Britain to Ban Hizbullah under Anti-Terror Laws
Britain on Monday said it will ban the political wing of Hizbullah, making membership of the movement or inviting support for it a crime.
The decision follows outrage over the display of the Hizbullah flag, which features a Kalashnikov assault rifle, at pro-Palestinian demonstrations in London.
"Hizbullah is continuing in its attempts to destabilize the fragile situation in the Middle East," Home Secretary Sajid Javid said in a statement.
"We are no longer able to distinguish between their already banned military wing and the political party. Because of this, I have taken the decision to proscribe the group in its entirety," he said.
Subject to Parliament's approval, the order will go into effect on Friday and being a member, or inviting support for Hizbullah will be a criminal offense, carrying a sentence of up to 10 years in prison.
Hizbullah made electoral gains in Lebanon last year and now has three ministers in the government. The U.S. and others accuse the group of destabilizing the region through its military intervention in Syria on the side of President Bashar Assad's government.
"It is clear the distinction between Hizbullah's military and political wings does not exist," Foreign Secretary Jeremy Hunt said in Monday's statement.

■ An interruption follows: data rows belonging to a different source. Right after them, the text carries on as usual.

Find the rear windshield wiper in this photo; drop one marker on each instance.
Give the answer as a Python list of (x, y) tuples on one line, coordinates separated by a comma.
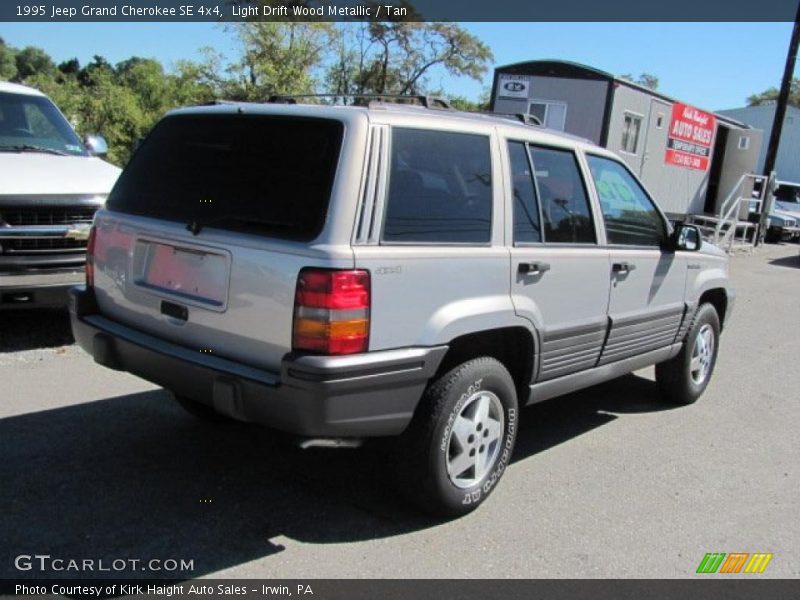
[(32, 148), (197, 226)]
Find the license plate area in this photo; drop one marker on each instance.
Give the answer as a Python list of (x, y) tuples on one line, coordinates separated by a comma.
[(192, 274)]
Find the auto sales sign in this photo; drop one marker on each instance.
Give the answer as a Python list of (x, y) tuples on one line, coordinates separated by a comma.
[(691, 133)]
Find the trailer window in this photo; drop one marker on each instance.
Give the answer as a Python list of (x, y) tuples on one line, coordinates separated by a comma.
[(631, 127)]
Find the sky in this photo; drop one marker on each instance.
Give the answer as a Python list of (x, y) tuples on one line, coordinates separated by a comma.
[(711, 65)]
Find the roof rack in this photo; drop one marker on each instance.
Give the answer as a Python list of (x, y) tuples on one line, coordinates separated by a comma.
[(522, 118), (421, 100)]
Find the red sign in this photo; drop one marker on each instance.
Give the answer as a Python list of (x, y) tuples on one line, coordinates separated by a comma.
[(691, 133)]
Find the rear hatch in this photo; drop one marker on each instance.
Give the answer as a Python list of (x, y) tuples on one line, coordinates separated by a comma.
[(209, 225)]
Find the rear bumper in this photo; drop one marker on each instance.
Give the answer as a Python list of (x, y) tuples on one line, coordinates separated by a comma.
[(364, 395), (38, 288)]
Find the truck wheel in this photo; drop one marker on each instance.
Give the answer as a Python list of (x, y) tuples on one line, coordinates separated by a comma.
[(200, 410), (460, 440), (682, 379)]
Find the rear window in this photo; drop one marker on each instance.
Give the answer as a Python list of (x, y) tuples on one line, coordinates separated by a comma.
[(251, 173)]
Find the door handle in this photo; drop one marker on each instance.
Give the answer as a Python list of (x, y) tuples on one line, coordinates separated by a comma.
[(623, 268), (533, 268)]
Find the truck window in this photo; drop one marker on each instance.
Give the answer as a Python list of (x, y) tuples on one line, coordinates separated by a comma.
[(440, 188), (527, 227), (565, 205), (630, 216), (252, 173)]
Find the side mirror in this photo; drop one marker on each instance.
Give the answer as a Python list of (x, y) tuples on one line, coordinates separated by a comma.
[(96, 145), (686, 237)]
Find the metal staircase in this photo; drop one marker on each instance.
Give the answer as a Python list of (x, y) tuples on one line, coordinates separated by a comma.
[(736, 225)]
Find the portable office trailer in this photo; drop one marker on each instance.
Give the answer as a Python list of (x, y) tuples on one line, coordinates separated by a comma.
[(787, 163), (690, 159)]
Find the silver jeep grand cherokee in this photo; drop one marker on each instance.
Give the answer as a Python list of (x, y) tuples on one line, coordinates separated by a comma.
[(351, 272)]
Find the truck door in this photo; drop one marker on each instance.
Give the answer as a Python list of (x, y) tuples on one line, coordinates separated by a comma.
[(559, 273), (646, 302)]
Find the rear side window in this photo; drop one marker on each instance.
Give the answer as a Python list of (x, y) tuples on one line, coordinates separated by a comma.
[(526, 209), (440, 188), (562, 195), (252, 173), (630, 216)]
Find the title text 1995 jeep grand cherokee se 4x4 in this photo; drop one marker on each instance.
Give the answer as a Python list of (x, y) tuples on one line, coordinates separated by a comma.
[(353, 272)]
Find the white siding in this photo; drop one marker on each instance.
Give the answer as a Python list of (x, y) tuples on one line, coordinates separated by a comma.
[(787, 165)]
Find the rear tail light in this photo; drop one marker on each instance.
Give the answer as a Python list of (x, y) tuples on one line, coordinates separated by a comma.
[(331, 311), (90, 257)]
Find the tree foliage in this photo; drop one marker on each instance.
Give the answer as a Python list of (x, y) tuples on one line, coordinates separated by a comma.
[(123, 101), (396, 57), (771, 95)]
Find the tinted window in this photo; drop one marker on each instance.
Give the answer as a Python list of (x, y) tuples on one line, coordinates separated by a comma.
[(565, 206), (526, 208), (440, 188), (270, 175), (629, 215)]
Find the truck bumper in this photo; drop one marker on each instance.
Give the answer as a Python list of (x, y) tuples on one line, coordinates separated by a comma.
[(38, 289), (362, 395)]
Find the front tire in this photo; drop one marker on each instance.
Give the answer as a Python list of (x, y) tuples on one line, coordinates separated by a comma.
[(684, 378), (460, 441)]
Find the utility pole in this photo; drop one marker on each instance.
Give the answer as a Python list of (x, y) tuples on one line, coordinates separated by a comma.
[(777, 123)]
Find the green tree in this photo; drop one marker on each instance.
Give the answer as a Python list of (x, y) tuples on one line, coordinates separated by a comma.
[(276, 58), (396, 57), (8, 64), (32, 61), (771, 95)]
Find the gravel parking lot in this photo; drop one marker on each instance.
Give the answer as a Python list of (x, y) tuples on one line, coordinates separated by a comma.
[(608, 482)]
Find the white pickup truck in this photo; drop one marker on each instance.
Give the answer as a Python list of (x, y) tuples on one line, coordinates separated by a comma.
[(51, 184)]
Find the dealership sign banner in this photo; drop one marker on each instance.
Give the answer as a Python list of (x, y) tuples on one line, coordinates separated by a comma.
[(691, 133)]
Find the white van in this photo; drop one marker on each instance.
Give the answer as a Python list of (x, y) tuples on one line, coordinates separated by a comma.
[(51, 184)]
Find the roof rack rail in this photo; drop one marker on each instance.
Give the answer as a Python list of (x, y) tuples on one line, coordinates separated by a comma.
[(422, 100), (525, 118)]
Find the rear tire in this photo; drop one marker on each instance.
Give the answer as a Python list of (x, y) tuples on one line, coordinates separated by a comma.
[(460, 440), (200, 411), (684, 378)]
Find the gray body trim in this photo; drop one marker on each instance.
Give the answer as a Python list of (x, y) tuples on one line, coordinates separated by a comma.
[(563, 385)]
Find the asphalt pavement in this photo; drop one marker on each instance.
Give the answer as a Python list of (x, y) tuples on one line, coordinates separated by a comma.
[(608, 482)]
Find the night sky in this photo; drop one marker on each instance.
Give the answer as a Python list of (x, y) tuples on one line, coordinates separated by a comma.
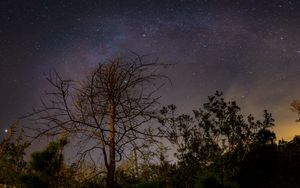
[(250, 50)]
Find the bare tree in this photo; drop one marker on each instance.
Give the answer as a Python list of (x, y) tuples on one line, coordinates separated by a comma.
[(295, 107), (107, 111)]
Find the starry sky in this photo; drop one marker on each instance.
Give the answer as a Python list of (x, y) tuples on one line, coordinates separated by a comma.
[(249, 49)]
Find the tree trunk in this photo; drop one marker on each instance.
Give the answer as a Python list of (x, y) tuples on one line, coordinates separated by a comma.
[(112, 156)]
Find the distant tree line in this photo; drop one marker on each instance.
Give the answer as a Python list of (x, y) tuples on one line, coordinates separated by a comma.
[(114, 116)]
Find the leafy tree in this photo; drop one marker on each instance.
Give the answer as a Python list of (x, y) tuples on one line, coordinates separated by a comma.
[(217, 135), (12, 151), (107, 111), (272, 165), (46, 168)]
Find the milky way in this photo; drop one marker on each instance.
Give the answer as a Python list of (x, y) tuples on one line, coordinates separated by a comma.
[(250, 50)]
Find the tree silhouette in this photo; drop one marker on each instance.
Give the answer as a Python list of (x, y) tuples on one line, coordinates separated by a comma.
[(107, 111), (12, 151), (217, 135)]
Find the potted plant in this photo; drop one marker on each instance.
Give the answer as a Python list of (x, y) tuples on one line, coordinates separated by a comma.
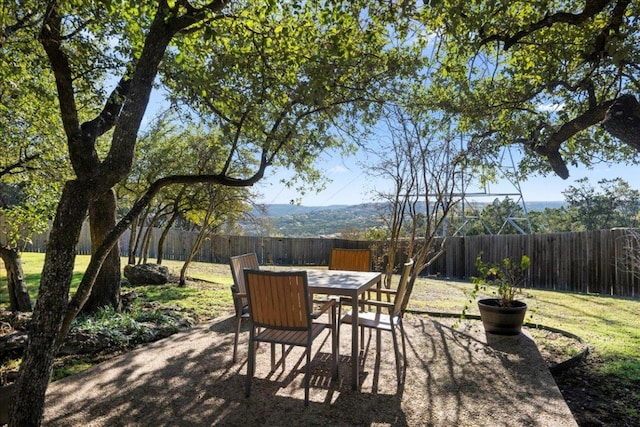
[(502, 314)]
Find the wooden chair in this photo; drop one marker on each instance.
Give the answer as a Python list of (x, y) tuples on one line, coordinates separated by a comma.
[(239, 290), (350, 259), (280, 312), (391, 320)]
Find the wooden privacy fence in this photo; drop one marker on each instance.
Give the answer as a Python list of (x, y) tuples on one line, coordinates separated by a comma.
[(587, 262)]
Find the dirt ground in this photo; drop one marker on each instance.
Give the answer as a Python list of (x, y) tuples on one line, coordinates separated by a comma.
[(453, 377)]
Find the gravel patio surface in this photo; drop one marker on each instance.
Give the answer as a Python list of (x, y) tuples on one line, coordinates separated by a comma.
[(454, 377)]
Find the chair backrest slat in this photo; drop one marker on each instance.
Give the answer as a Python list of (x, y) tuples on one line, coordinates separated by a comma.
[(278, 299), (242, 262), (350, 259), (401, 292)]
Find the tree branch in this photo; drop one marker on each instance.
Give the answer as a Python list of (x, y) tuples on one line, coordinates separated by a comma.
[(550, 148), (591, 8), (98, 257)]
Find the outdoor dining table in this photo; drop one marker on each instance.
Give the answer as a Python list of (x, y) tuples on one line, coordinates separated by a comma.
[(350, 284)]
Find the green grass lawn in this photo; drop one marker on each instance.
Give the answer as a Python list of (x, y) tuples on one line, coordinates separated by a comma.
[(609, 325)]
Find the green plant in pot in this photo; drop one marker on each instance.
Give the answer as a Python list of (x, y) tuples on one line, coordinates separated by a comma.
[(503, 314)]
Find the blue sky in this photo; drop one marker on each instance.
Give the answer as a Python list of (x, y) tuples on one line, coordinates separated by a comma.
[(351, 185)]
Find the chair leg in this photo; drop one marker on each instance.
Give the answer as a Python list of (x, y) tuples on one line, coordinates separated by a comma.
[(404, 347), (334, 341), (250, 364), (306, 376), (235, 342), (395, 350)]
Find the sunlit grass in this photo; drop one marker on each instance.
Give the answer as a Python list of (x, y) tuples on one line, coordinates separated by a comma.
[(609, 325)]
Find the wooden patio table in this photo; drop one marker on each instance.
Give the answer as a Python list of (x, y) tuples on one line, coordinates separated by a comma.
[(350, 284)]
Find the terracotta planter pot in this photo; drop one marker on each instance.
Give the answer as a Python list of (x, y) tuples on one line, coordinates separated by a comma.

"This does not change our ongoing commitment to Lebanon, with whom we have a broad and strong relationship," he said.
There was no immediate comment from Hizbullah officials in Beirut.
The British government is also banning Ansarul Islam, a jihadist group which emerged near the border between Mali and Burkina Faso in 2016, and the Group to Support Islam and Muslims (JNIM), which has sworn allegiance to Al-Qaida in the Islamic Maghreb.
Britain currently has 74 international terrorist organizations proscribed under the Terrorism Act 2000.
The European Union put the armed wing of Hizbullah on its terrorism blacklist in 2013, due to Hizbullah's alleged role in blowing up an Israeli tour bus in Bulgaria. But unlike the United States, they had up till now differentiated between the group's military and political wings.
The group does not specifically divide itself into armed and political wings and its leader, Sayyed Hassan Nasrallah, has said the group does not operate as two wings.
The British ban comes as the United States is increasing its pressure on Hizbullah, placing several sets of sanctions on the group and its regional backer, Iran.
Last week, the U.S. ambassador to Lebanon described what she labeled as Hizbullah's "growing" role in the new Lebanese cabinet as a threat to the country's stability. U.S. officials have also expressed concern that Hizbullah would exploit the ministries it runs to funnel money to fund the group's operations.